COVID-19 has had a huge effect on the normality of the world and it has been a struggle to adapt to for the athletic department at Wilson College. Deciding which precautions to take to assure the safety for student athletes has been no easy task. The question at hand is: are masks necessary during competitions?
The necessary COVID precautions Wilson has had to take have been difficult, especially while attempting to make everyone agree upon one decision. Tina Hill, the athletic director at Wilson, explains the struggle of staying up to date on COVID precautions saying, “It’s been very challenging to stay on top of all that information and make sure we are making decisions based off the latest recommendation.”
Not everyone has agreed upon what is the safest way to proceed with athletics, but one thing is for sure, everyone can agree that adjusting athletics because the pandemic has been a challenge nonetheless. Head women’s soccer coach Terry Harris explains the process of planning a spring season for the soccer team saying, “[It’s been] extremely difficult…you don’t know from day to day what rules are going to come out, what rules are going to change.”
Masking and COVID testing have been Wilson’s way of preventing the spread of the virus.
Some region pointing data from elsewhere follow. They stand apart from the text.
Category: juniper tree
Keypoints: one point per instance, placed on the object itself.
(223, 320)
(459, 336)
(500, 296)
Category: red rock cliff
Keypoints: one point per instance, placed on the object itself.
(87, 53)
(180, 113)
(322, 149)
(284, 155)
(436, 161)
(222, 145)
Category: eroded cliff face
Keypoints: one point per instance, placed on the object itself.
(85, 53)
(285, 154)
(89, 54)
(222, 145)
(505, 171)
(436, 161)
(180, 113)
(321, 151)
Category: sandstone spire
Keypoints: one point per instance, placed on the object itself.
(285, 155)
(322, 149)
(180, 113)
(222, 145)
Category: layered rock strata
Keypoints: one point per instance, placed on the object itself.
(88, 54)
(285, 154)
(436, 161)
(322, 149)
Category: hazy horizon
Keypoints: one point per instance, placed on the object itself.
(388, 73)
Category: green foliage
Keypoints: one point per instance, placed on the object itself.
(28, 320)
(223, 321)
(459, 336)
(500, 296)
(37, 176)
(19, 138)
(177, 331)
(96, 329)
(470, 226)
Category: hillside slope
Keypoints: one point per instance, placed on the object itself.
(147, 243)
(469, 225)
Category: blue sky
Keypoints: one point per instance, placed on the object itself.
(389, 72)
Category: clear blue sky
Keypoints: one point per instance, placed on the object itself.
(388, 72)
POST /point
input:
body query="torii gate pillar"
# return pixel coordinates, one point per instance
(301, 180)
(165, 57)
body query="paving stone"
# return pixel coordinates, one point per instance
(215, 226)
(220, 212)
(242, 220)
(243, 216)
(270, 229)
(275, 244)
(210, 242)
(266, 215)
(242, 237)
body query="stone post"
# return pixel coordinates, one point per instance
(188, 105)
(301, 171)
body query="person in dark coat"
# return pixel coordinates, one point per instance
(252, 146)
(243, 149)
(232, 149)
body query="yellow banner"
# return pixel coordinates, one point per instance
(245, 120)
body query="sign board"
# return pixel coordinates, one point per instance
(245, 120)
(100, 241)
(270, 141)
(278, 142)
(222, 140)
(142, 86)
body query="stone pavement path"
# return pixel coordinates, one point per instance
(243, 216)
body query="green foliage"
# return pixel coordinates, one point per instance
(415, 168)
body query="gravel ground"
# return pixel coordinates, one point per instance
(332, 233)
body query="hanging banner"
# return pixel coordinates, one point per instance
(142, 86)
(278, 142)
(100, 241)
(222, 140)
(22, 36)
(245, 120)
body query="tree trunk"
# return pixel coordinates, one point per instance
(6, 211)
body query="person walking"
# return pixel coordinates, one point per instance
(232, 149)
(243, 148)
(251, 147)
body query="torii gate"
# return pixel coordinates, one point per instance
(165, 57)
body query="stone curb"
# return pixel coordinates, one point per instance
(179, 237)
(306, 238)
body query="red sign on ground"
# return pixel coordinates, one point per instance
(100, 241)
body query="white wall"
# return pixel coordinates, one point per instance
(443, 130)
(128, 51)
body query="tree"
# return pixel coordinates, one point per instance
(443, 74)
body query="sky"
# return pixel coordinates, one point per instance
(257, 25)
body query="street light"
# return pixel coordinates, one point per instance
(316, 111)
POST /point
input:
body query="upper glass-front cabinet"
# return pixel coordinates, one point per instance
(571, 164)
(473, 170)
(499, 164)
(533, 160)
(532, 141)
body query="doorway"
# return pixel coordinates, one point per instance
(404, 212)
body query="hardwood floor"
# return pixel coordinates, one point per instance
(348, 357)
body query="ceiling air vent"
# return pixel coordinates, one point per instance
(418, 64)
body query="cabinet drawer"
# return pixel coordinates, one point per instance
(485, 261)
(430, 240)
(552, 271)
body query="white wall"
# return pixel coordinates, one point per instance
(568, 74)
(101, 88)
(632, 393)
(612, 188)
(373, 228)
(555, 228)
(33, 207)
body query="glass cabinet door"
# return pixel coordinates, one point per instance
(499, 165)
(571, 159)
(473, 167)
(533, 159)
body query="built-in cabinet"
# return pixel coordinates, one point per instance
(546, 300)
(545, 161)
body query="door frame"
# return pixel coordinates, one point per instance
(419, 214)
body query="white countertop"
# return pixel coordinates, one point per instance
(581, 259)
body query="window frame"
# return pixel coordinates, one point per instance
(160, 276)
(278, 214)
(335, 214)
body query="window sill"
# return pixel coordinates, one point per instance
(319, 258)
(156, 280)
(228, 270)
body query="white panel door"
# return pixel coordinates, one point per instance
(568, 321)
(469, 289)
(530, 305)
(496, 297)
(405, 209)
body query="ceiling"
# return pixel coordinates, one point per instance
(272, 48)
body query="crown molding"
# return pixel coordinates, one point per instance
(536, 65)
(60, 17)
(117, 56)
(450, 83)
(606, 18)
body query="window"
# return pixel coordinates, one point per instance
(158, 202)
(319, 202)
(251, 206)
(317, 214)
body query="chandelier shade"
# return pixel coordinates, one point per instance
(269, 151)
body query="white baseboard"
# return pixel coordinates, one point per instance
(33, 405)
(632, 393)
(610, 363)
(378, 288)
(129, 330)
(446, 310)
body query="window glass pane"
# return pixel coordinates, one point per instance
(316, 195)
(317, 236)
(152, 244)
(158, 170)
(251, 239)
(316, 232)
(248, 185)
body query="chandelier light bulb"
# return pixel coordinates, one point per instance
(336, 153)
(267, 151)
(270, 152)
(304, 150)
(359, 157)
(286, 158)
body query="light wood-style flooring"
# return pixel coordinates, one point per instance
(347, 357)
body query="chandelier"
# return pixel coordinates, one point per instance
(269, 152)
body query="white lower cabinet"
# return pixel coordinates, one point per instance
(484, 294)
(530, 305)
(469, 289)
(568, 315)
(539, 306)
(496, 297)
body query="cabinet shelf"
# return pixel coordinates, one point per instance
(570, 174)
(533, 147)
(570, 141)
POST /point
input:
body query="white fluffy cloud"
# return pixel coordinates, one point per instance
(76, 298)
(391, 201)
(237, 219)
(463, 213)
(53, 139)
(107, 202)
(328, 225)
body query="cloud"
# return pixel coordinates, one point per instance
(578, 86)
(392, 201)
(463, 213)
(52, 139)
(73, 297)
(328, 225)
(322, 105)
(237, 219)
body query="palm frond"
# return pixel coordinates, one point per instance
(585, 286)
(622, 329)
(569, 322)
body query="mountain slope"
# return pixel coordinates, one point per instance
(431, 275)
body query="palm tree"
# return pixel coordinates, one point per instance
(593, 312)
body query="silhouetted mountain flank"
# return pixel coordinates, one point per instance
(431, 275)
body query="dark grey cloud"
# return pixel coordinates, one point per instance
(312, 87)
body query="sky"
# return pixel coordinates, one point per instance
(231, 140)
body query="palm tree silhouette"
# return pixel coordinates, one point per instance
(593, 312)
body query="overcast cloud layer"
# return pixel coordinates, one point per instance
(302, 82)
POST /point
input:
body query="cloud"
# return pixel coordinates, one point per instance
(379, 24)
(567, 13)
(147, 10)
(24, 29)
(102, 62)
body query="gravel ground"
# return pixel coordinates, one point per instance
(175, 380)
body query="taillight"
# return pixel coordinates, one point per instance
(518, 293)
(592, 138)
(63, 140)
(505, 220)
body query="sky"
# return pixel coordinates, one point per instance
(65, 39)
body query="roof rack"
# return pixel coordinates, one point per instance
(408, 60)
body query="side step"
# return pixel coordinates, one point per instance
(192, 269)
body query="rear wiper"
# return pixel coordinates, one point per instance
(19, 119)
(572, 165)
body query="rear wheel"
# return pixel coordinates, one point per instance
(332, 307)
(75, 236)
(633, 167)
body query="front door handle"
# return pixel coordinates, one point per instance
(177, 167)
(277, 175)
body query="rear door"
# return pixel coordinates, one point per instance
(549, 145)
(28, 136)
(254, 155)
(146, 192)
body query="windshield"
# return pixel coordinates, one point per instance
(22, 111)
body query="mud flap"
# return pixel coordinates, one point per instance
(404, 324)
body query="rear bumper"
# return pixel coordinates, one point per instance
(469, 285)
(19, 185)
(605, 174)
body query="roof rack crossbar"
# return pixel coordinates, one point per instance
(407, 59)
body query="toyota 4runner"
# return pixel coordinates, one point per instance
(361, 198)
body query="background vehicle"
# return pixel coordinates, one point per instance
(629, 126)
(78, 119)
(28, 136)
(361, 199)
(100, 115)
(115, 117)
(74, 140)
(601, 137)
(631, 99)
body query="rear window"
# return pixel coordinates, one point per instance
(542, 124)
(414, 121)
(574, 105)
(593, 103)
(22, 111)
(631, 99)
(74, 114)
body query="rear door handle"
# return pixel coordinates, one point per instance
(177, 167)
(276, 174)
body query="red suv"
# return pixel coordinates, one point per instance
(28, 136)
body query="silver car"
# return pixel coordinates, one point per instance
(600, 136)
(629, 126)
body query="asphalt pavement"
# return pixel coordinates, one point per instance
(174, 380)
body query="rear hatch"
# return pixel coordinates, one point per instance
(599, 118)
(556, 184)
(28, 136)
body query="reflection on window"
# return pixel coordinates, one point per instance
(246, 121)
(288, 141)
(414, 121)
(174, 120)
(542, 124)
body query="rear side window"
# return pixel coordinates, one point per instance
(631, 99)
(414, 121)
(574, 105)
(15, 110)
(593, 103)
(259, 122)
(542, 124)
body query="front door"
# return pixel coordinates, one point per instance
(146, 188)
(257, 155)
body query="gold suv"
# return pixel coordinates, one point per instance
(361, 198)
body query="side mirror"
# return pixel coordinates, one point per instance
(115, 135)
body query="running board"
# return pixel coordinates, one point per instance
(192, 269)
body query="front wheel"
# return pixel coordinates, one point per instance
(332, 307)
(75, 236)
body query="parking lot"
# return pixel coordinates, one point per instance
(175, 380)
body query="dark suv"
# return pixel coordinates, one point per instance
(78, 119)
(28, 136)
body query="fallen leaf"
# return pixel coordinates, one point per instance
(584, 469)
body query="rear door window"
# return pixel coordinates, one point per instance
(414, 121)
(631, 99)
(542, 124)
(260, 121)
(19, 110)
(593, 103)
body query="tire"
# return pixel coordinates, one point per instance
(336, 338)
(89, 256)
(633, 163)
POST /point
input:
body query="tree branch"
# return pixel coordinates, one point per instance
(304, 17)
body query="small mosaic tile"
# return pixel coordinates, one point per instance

One important aspect to wearing masks, other than for safety, is that it saves money. Tina Hill explains this by saying, “if you wear masks, your testing regimen is less frequent.” With COVID testing being quite expensive, this saves Wilson from extra costs.
While wearing masks seems like the safest option, many find them bothersome. When she heard the news that CSAC is allowing athletes to forgo masks, Paige Reynolds, a player on Wilson’s women’s lacrosse team, said she was “very relieved because it’s a lot easier to breathe.”
Wearing masks during games can be quite restrictive when it comes to playing to the best of one’s best ability. Harris explains that since masks are such a bother to wear during games, “90% of the athletes that I’ve seen in competition that are wearing masks usually pull them down below their chin anyway.” This makes the act of wearing masks during competitions seem pointless as athletes do not wear them correctly because they either fall down or they physically struggle to breathe with them.
Concerns about inability to breathe properly arise when discussing masking for athletic competitions. If there were to be heavy rain or extreme humidity during a game, this could cause problems for the athletes if they were to be wearing masks. The act of masks falling off one’s face could also pose as an issue as Hill states, “I don’t want a mask to get out of position that may affect their safety.” Harris he suggests another concern, saying, “if we are wearing masks and you start pulling it below your chin, they become a choking hazard…and you don’t want that.”
Masking during competitions seems like the safest option to prevent the spread of the virus. For some players and faculty, masks bring problems for the athletes with breathing problems and some safety hazards. With CSAC lifting the restriction of wearing masks during games, some people relieved, and others concerned for their safety.